Archaeological discoveries

Inca mummies and cinnabar clothing. A deadly pigment?

The recent identification of cinnabar, a sulphide of mercury, on Inca textiles, has made specialists wonder about the toxicity of this product and the health impact it could have had.

Inca mummy and textiles from Cerro Esmeralda, Iquique region, Chile.

SACRIFIED . Since the 1970s, the Andes have delivered the buried bodies of many Inca children. Victims of ritual sacrifices, called capacocha , they were buried in the midst of priceless offerings, adorned with finery:wrapped in clothes or mantos finely woven, in llama, guanaco or vicuña wool. But today information disclosed by the journal Archaeometry , covered by Live Science , reveals the presence of cinnabar (HgS, mercury sulphide) - a substance described as toxic - on some of the fabrics worn by two of these mummies. A 9-year-old girl and an 18-year-old young woman found by chance in 1976 during the construction of a road in northern Chile. Immolated between 1399 and 1475 AD, their remains lay curled up at the bottom of a pit in Cerro Esmeralda, in the region of Iquique, a territory then located within the limits of the Inca empire of Tawantinsuyo .
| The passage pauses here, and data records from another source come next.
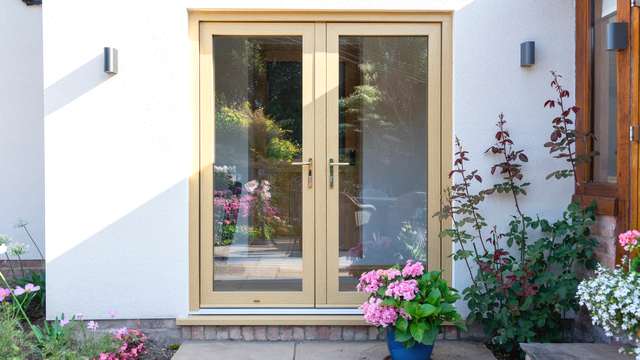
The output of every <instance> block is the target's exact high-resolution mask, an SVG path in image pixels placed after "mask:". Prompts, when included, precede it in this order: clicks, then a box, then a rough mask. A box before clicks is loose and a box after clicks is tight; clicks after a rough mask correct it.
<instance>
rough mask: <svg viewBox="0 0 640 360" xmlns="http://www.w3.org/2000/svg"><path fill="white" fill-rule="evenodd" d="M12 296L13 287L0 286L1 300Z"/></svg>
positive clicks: (0, 298)
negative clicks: (7, 288) (11, 287)
mask: <svg viewBox="0 0 640 360" xmlns="http://www.w3.org/2000/svg"><path fill="white" fill-rule="evenodd" d="M9 296H11V289H5V288H0V302H3V301H4V299H6V298H8V297H9Z"/></svg>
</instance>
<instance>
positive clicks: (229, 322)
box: [176, 314, 367, 326]
mask: <svg viewBox="0 0 640 360" xmlns="http://www.w3.org/2000/svg"><path fill="white" fill-rule="evenodd" d="M176 325H178V326H229V325H244V326H255V325H286V326H312V325H321V326H366V325H367V324H366V323H365V321H364V319H363V318H362V315H349V314H344V315H335V314H333V315H331V314H326V315H299V314H298V315H253V314H244V315H188V316H187V317H183V318H177V319H176Z"/></svg>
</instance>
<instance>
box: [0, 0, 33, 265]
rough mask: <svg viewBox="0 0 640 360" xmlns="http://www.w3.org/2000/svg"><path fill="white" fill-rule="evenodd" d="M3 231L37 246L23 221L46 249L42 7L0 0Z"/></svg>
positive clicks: (0, 110) (30, 248) (19, 240)
mask: <svg viewBox="0 0 640 360" xmlns="http://www.w3.org/2000/svg"><path fill="white" fill-rule="evenodd" d="M0 54H1V55H0V169H1V170H0V171H1V172H2V173H1V174H0V234H6V235H9V236H10V237H11V238H12V239H13V240H14V241H17V242H22V243H24V244H28V245H29V252H28V253H27V256H26V258H32V259H39V258H40V257H39V255H38V252H37V251H36V249H35V247H34V246H33V244H32V243H31V241H30V240H29V238H28V237H27V236H26V233H25V232H24V231H23V229H21V228H16V227H15V224H16V223H18V221H19V220H20V221H22V220H24V221H26V222H28V223H29V225H28V226H29V230H30V232H31V233H32V235H33V237H34V238H35V239H36V241H37V242H38V243H39V244H38V246H39V247H40V248H41V249H42V250H44V141H43V137H44V127H43V121H42V101H43V99H42V8H41V7H40V6H27V5H25V4H24V3H23V2H22V1H20V0H2V1H0Z"/></svg>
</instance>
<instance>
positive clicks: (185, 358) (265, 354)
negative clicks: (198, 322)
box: [171, 341, 295, 360]
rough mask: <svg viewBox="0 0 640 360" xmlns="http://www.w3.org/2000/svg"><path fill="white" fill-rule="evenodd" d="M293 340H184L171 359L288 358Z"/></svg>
mask: <svg viewBox="0 0 640 360" xmlns="http://www.w3.org/2000/svg"><path fill="white" fill-rule="evenodd" d="M294 347H295V343H294V342H268V341H263V342H259V341H255V342H250V341H185V342H184V343H183V344H182V345H181V346H180V349H179V350H178V351H177V352H176V353H175V355H173V357H172V358H171V359H172V360H226V359H229V360H289V359H293V354H294Z"/></svg>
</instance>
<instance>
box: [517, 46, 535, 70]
mask: <svg viewBox="0 0 640 360" xmlns="http://www.w3.org/2000/svg"><path fill="white" fill-rule="evenodd" d="M535 63H536V42H535V41H525V42H523V43H522V44H520V66H523V67H529V66H533V65H535Z"/></svg>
In addition to this discovery made for the first time in this part of the Andes, the authors question whether or not these ancient cultures may have been aware of the potential danger of cinnabar (86% mercury and 14% sulfur), knowing the alterations that mercury causes on the nervous system and muscles, in case of extreme exposure or inhalation. A more relevant question than the suggestion of its possible use to deter grave robbers, by means of "poisoned" textiles!

Example of a Mayan jade mask covered with cinnabar. © Proyecto Arqueologico Waka /Ministry of Culture and Sports of Guatemala

A beautiful scarlet hue, the use of cinnabar among the Incas - as well as in all other great American and Mesoamerican civilizations, where it is the most sacred pigment - was always associated with the elite and prestigious contexts. It was most often used in the form of powder dispersed on the body of the deceased, or even idols. In the Mayan world, for example, it was not uncommon to find jade masks covered with cinnabar, as much as among the Incas, gold adornments coated with the precious pigment, a metaphor for blood, the vital substance.

For researchers from the University of Tarapaca (Antofagasta) behind the study, the Incas knew the harmfulness of cinnabar. A theme to which (coincidence of the calendar?) also returns to a publication of the Journal of Archaeological Science*. This specialized magazine evokes, for its part, the exaggeration of the negative effects of its use on health. They should not be confused, argue the signatories, with mercury vapor, or mercury metal, which is very dangerous. They recall that cinnabar, for 2000 years, has also been an important component of traditional Indian Ayurvedic medicines. Or that this ingredient is identified in about forty recipes from the Chinese pharmacopoeia. "Modern concerns about mercury toxicity cannot be conflated with the pre-Hispanic ritual use of cinnabar" , say the anthropologists of the universities of Yale and Chicago, Richard L. Burger and Jerrokd B. Leikin. As for the mantos Incas and their traces of this mineral, Christophe Moulherat, archaeologist, specialist in ancient textiles at the Quai Branly museum in Paris, has just discovered some in Peru, on the Pachacamac site:"Cinnabar was used as a tinctorial pigment for symbolic use" . And probably prepared with a binder. Elements far from any curse of the mummy.

Find out more: "Cinnabar use in Prehispanic Peru and its possible health consequences », Journal of Archaeological Science, by Richard L. Burger and Jerrokd B. Leikin.